I have a set of images in (c, h, w) jax arrays. These arrays have been converted to (patch_index, patch_dim) arrays where patch_dim == c * h * w.
I am trying to reconstruct the original images from the patches. Here is vanilla python code that works:
kernel = jnp.ones((PATCH_DIM, IMG_CHANNELS, PATCH_HEIGHT, PATCH_WIDTH), dtype=jnp.float32)
def fwd(x):
xcv = lax.conv_general_dilated_patches(x, (PATCH_HEIGHT, PATCH_WIDTH), (PATCH_HEIGHT, PATCH_WIDTH), padding='VALID')
# return channels last
return jnp.transpose(xcv, [0,2,3,1])
patches = fwd(bfrc)
patch_reshaped_pn_c_h_w = patch_reshaped_ph_pw_c_h_w = jnp.reshape(patches, (V_PATCHES, H_PATCHES, IMG_CHANNELS, PATCH_HEIGHT, PATCH_WIDTH))
# V_PATCHES == IMG_HEIGHT // PATCH_HEIGHT
# H_PATCHES == IMG_WIDTH // PATCH_WIDTH
reconstructed = np.zeros(EXPECTED_IMG_SHAPE)

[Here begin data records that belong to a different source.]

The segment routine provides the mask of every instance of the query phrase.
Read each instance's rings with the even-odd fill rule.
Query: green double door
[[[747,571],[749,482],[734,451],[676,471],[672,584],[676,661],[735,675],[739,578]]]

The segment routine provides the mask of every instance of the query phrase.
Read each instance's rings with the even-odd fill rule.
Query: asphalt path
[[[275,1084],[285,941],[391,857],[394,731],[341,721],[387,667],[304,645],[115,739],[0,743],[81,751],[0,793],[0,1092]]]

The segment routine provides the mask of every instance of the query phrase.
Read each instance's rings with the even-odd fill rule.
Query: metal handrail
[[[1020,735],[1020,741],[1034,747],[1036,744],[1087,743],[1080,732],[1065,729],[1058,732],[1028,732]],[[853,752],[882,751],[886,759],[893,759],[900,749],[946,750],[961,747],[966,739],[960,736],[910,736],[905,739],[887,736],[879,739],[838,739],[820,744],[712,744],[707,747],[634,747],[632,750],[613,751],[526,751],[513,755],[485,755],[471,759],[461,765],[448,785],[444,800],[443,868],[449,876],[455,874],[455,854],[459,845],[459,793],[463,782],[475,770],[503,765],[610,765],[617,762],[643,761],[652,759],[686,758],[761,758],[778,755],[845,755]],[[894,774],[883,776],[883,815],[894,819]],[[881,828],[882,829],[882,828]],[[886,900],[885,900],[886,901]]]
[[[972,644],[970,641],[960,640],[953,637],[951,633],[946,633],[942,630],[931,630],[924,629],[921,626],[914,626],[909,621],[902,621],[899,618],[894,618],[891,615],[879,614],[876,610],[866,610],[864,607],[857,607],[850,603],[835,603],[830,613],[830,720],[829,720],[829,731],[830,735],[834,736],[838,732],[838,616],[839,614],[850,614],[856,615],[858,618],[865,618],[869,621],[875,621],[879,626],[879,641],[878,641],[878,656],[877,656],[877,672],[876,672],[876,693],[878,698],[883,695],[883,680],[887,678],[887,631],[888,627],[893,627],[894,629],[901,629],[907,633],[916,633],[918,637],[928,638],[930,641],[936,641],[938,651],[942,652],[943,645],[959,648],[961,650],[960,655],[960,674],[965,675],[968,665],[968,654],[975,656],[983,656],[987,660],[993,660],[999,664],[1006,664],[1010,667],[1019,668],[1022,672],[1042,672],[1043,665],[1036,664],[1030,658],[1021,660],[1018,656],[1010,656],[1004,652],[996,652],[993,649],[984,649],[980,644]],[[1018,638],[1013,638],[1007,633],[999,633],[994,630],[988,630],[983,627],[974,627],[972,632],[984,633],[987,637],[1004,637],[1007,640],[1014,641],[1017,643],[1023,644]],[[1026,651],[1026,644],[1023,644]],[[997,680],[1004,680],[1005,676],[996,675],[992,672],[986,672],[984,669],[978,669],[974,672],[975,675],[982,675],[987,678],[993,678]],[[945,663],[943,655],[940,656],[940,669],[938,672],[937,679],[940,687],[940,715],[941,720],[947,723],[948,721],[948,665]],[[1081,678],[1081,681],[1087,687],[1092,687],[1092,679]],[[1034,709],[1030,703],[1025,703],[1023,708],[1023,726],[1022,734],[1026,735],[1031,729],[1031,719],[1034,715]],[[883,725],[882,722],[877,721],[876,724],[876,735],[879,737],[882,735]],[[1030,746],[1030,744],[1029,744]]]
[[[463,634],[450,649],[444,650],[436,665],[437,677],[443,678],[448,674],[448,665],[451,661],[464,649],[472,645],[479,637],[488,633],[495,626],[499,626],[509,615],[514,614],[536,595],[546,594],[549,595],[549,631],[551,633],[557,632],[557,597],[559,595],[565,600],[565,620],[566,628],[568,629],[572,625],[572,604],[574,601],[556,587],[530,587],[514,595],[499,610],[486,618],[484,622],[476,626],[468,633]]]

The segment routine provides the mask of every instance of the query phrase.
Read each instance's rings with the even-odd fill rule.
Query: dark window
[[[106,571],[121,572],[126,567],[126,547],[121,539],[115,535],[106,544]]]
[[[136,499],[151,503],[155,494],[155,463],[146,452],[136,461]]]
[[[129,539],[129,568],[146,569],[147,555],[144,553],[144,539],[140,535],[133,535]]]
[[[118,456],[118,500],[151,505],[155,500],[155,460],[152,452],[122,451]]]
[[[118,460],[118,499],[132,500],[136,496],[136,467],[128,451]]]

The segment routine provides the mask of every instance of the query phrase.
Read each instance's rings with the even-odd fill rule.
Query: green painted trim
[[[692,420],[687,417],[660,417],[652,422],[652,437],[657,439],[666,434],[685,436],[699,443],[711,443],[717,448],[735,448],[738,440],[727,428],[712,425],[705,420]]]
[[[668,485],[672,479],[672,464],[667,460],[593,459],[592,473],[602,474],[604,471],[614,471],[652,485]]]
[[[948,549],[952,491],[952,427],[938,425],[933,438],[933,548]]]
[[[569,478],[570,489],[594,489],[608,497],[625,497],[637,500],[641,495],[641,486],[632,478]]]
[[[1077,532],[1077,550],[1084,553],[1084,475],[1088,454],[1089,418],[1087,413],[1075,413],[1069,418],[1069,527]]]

for vpatch in range(0, patch_reshaped_ph_pw_c_h_w.shape[0]):
for hpatch in range(0, patch_reshaped_ph_pw_c_h_w.shape[1]):
for ch in range(0, patch_reshaped_ph_pw_c_h_w.shape[2]):
for prow in range(0, patch_reshaped_ph_pw_c_h_w.shape[3]):
for pcol in range(0, patch_reshaped_ph_pw_c_h_w.shape[4]):
row = vpatch * PATCH_HEIGHT + prow
col = hpatch * PATCH_WIDTH + pcol
reconstructed[0, ch, row , col] = patch_reshaped_ph_pw_c_h_w[vpatch, hpatch, ch, prow, pcol]
# This assert passes
assert jnp.max(jnp.abs(reconstructed - bfrc[0])) == 0
Of course this vanilla python code is very inefficient. How can I convert the for loops into efficient JAX code?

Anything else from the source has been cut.